There are three layers of such nodes. The first two layers are low-frequency and high noise. These two layers create the appearance of stone texture, and the third layer adds additional ramp to make the VOP produce the effect similar to erosion.
02 | Build A Adaptive Platform
Same start as 01, the project need a grid as a basic geometry so we can get the size from the grid later.
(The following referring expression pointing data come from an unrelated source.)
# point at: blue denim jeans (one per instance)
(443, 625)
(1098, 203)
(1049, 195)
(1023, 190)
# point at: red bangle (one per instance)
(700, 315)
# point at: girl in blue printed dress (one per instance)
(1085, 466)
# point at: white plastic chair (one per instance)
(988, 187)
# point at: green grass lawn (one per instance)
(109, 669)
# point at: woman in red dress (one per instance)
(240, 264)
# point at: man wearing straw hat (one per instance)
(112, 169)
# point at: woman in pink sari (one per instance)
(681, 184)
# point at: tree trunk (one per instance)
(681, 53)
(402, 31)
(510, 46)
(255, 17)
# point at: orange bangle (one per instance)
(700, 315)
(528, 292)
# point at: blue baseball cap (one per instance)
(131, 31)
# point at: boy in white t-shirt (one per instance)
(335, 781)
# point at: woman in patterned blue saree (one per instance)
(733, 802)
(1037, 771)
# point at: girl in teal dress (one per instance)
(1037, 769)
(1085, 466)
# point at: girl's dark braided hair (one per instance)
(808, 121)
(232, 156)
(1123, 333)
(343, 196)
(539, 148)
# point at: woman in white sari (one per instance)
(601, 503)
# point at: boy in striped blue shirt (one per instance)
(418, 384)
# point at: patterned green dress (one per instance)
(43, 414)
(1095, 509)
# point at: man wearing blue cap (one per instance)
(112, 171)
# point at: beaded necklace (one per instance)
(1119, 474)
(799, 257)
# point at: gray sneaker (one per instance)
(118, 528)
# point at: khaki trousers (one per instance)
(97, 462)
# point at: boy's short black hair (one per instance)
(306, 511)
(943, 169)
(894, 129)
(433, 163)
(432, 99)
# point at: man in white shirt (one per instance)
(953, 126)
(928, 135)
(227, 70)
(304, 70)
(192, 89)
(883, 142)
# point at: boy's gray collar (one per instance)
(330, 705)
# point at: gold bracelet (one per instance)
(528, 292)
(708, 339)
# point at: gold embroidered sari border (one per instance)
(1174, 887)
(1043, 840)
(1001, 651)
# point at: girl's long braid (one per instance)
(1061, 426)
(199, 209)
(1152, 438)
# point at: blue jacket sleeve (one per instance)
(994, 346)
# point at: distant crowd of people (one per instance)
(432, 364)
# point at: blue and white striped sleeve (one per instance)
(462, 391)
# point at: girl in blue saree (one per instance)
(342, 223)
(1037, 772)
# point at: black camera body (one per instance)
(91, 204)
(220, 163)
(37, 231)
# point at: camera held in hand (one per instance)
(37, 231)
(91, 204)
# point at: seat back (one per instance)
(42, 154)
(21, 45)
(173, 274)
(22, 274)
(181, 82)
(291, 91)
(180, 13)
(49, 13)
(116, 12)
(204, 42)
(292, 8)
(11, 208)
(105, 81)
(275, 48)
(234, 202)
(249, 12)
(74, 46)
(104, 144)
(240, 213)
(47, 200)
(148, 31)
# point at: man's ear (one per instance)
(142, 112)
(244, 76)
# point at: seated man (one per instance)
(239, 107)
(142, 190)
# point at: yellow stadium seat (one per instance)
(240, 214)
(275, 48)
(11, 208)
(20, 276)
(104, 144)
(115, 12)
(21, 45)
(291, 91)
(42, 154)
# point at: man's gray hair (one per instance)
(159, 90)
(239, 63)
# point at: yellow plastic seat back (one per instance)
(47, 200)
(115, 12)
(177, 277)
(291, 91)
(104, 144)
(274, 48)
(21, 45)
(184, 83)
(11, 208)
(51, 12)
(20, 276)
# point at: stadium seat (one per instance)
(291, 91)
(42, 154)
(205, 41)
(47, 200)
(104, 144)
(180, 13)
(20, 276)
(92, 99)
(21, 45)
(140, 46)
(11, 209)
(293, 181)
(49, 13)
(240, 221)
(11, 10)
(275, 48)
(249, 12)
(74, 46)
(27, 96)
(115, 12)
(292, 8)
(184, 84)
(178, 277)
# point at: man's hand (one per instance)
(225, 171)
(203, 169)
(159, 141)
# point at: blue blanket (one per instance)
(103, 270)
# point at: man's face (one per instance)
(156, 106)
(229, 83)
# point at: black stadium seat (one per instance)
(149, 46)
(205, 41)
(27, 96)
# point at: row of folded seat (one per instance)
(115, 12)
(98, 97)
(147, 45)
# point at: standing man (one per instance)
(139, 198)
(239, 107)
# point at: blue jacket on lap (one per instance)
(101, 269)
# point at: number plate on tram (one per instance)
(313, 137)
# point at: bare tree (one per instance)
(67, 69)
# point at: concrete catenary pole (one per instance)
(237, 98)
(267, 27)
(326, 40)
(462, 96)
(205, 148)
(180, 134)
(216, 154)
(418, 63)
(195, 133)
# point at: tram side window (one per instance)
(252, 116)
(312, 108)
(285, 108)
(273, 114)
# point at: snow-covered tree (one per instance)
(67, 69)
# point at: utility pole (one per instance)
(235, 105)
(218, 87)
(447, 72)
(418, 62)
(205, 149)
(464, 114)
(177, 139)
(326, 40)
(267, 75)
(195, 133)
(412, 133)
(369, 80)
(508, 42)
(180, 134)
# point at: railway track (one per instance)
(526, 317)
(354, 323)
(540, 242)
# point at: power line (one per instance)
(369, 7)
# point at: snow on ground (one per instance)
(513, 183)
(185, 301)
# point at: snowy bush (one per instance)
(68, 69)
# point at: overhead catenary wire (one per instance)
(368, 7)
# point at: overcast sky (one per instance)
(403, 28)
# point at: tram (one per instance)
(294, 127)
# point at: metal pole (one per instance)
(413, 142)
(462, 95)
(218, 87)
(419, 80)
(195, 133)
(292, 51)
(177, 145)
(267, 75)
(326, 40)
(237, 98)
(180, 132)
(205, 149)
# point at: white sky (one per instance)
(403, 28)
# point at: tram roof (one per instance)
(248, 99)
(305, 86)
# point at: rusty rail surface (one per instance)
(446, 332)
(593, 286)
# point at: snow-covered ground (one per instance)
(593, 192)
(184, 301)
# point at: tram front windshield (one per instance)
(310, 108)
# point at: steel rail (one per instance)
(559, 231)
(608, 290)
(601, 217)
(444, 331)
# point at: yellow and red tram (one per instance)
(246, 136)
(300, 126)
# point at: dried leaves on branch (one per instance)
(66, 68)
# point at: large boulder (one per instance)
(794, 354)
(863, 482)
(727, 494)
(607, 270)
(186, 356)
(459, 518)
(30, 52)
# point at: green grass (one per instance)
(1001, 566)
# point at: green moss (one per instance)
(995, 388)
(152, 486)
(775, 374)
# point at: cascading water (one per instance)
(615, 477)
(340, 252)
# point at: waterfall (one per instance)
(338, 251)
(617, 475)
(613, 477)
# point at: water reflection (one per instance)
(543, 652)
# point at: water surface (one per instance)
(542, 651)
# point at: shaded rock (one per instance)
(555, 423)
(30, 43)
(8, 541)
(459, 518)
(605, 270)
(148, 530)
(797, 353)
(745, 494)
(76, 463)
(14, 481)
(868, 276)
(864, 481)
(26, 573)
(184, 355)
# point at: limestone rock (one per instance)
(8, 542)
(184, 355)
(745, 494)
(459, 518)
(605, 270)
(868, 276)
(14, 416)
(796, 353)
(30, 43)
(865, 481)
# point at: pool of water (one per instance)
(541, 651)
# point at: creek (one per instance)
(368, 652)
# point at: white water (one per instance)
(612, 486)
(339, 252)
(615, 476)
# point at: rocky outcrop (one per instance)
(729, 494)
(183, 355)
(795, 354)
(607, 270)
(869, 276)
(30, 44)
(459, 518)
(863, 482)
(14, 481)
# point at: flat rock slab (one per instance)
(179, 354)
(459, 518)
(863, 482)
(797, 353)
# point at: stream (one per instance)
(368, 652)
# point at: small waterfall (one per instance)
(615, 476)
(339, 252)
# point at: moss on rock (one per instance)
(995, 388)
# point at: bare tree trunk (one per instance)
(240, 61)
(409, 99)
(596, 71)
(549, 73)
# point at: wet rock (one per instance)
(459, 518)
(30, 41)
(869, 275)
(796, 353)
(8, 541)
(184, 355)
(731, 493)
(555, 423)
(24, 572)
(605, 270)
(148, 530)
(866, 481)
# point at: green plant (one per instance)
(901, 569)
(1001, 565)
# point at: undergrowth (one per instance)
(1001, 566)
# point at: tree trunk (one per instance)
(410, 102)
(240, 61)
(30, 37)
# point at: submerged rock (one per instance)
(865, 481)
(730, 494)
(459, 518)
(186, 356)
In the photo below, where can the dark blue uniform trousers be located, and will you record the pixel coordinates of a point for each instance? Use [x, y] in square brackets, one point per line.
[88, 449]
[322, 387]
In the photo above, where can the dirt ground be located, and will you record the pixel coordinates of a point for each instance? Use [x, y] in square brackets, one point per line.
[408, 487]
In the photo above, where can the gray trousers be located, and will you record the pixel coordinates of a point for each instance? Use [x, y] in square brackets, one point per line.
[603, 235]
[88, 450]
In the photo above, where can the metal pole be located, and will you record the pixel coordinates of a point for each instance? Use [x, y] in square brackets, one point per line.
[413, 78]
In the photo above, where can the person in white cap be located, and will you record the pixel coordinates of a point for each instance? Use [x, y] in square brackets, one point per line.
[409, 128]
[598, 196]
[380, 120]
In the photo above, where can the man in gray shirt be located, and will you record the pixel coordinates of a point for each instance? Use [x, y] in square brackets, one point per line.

By reading the data of the four points in the grid, according to the set length and width of the board, we can generate a point from 0, each time the length distance, and copy the generated point down according to the odd and even number sequence
vector pt0 = point(1,"P",0);
vector pt1 = point(1,"P",1);
vector pt2 = point(1,"P",2);
vector pt3 = point(1,"P",3);
float width_x = ch("length");
float width_z = ch("width");
float x_dist = pt1.x - pt0.x;
float z_dist = pt2.z - pt0.z;
float num_x = floor(x_dist/width_x)+1;
float num_z = floor(z_dist/width_z)+1;
for(int k = 0; k<=num_z; k++ ){
if(k%2 == 0){
for(int i = 0; i<=num_x; i++){
vector pt = set(pt0.x+i*width_x,pt0.y,pt0.z+k*width_z+0.5*width_z);
addpoint(0,pt);
}
}
else{
for(int i = 0; i<=num_x+1; i++){
vector pt = set(pt0.x+i*width_x-ch("offset"),pt0.y,pt0.z+k*width_z+0.5*width_z);
addpoint(0,pt);
}
}
}
After the dot matrix is generated, the project reads the length and width of the board from the channel in vex, applies the data to the size of the box, and finally copies the box to the point
In order to make the final shape consistent with the initial basic geometry, four clip nodes are used to cut the platform geometry, and poly fil node is used to repair the gap
After getting the floor of the platform, the next step of the project is to generate the points needed to copy the fence. The project uses the basic geo grid and carve node to transform primitive into polyline. At the same time, according to the U of polyline in the positive direction of x-axis, the gap of line segment is generated. But at this time, the two points of the gap are coincident.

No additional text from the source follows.